The selection of Merion Golf Club for the 113th U.S. Open was an expensive decision for the USGA. The small size of Merion (just 111 acres) and its location in the heart of a well-populated suburb just miles from Philadelphia forced the USGA to limit ticket sales. According to Bloomberg Businessweek's Michael Buteau, the USGA is set to lose $10 million on the event.
In acknowledging history, the USGA is squeezing a 21st Century event, its fans, sponsors and media into a course built 117 years ago. Merion, in suburban Philadelphia, is about half the size of last year’s U.S. Open host, San Francisco’s Olympic Club.
Ticket sales were limited to 25,000 a day, down about 45 percent from the typical 40,000-45,000. Fewer fans means less revenue from concessions and merchandise. The USGA, which governs the sport in the U.S. and Mexico, is expecting to lose $10 million on the event, according to a person with knowledge of the organization’s finances. The person was granted anonymity because the information isn’t public.
“I don’t think we’ll make up for the loss,” Sarah Hirshland, senior managing director of Business Affairs for the USGA, said in a telephone interview. “Clearly these line items will look different this year.”
In a Q&A published in the June issue of Golf Magazine, Mike Davis, executive editor of the USGA, admitted this year's Open would lose some money due to the size constraints at Merion, but said that money is not the deciding factor in selecting Open venues.

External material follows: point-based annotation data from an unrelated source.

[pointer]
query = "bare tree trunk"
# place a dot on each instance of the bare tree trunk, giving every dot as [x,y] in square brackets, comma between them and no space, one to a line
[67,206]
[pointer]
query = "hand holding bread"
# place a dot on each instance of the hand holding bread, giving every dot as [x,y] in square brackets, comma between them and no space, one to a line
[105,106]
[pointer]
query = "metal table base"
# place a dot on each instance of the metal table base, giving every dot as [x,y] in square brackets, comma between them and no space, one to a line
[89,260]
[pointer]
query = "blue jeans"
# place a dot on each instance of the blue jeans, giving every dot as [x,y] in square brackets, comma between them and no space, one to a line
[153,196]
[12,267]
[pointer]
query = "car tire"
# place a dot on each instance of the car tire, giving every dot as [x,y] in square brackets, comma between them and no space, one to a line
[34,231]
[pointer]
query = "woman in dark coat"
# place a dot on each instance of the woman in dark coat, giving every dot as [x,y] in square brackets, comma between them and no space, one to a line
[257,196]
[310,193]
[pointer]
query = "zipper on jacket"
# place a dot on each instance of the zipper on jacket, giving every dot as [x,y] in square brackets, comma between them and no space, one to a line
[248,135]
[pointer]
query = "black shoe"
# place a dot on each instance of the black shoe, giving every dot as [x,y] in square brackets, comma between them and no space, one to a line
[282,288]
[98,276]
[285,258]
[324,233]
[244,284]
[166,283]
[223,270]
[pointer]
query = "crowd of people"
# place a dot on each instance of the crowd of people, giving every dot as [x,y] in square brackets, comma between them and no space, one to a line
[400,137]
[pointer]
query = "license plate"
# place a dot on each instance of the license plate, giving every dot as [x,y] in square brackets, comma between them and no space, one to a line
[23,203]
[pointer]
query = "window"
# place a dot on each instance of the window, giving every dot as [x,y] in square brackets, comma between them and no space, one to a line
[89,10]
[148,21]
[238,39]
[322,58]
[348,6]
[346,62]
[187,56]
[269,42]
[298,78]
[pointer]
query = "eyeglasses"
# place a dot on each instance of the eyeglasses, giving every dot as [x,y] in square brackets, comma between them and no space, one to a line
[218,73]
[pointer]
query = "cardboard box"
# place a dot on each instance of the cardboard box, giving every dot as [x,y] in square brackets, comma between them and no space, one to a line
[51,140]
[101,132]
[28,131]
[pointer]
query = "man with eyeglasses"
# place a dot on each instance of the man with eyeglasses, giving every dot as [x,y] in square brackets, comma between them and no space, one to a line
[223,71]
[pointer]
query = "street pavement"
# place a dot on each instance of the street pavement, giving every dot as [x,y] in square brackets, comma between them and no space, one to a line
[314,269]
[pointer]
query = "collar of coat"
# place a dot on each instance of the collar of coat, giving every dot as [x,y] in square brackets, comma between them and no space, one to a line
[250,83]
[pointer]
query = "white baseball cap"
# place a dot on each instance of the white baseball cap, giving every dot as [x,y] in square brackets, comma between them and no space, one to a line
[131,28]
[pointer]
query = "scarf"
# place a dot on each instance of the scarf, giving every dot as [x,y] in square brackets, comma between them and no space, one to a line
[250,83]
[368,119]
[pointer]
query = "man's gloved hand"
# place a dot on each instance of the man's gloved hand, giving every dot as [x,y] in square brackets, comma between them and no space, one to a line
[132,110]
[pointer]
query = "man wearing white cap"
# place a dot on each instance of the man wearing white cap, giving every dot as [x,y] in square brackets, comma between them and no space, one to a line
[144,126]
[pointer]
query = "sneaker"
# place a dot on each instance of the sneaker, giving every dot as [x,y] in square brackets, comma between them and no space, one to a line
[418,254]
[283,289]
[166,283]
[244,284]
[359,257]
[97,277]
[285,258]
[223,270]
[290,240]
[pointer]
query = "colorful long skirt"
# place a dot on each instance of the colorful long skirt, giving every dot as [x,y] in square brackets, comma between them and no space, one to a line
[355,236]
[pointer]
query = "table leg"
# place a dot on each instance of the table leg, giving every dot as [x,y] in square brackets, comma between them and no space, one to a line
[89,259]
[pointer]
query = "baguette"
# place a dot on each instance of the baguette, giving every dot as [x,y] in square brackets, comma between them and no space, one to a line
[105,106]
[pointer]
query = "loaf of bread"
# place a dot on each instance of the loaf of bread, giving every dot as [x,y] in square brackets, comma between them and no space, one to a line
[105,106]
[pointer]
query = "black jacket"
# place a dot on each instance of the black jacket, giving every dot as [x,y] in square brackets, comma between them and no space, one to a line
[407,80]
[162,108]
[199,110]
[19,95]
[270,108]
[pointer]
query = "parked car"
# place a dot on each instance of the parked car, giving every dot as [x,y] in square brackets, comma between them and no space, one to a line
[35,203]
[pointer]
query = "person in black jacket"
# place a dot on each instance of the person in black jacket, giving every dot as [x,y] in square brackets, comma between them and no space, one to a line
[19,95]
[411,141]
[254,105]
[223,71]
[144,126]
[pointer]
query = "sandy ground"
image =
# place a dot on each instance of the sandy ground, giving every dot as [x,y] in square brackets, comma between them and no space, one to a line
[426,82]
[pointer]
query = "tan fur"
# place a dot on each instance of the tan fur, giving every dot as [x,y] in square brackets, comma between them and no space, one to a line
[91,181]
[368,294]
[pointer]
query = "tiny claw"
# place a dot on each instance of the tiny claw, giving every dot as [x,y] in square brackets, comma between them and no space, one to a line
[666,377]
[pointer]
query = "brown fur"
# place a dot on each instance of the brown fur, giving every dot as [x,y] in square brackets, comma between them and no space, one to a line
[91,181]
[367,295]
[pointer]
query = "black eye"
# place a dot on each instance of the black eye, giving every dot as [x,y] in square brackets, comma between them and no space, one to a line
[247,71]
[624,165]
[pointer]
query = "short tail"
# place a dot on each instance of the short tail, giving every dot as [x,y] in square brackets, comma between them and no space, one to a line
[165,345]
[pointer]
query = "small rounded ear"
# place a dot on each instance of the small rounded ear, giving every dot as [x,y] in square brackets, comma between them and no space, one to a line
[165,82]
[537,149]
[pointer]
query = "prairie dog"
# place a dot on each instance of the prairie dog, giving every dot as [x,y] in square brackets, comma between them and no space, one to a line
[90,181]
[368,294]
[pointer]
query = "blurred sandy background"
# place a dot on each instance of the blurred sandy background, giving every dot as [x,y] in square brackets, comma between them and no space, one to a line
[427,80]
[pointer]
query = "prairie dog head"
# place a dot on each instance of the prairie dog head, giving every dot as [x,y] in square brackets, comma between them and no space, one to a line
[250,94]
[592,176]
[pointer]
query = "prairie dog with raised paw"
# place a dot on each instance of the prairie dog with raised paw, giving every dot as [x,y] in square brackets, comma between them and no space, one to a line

Is it true you'll lose money on this Open? We've never selected a U.S. Open based on money. We want to be fiscally responsible; we know that's the engine that drives everything we do. I don't want to get off-topic, but the amount of money we put back into the game is significant. If you conservatively look at what the USGA has spent directly back into the game, it's almost a billion dollars in the last 12 years. There isn't anybody putting that kind of money back into the game. So we do need to be responsible. But will the USGA lose money? We find that when we go to a big venue like Bethpage or Pinehurst, they make millions and millions of dollars more. You go to a little site like Oakmont, Winged Foot, they will make some money, but after expenses, not a significant amount. And I'm excluding the television rights fee, because with that it doesn't matter if it's a big or a small site. But when you go to an ultra-small site like Merion, it's true, we won't make money — in fact, we'll lose some money. But we look at it from a standpoint of a five-year period, and we're very comfortable with where we are.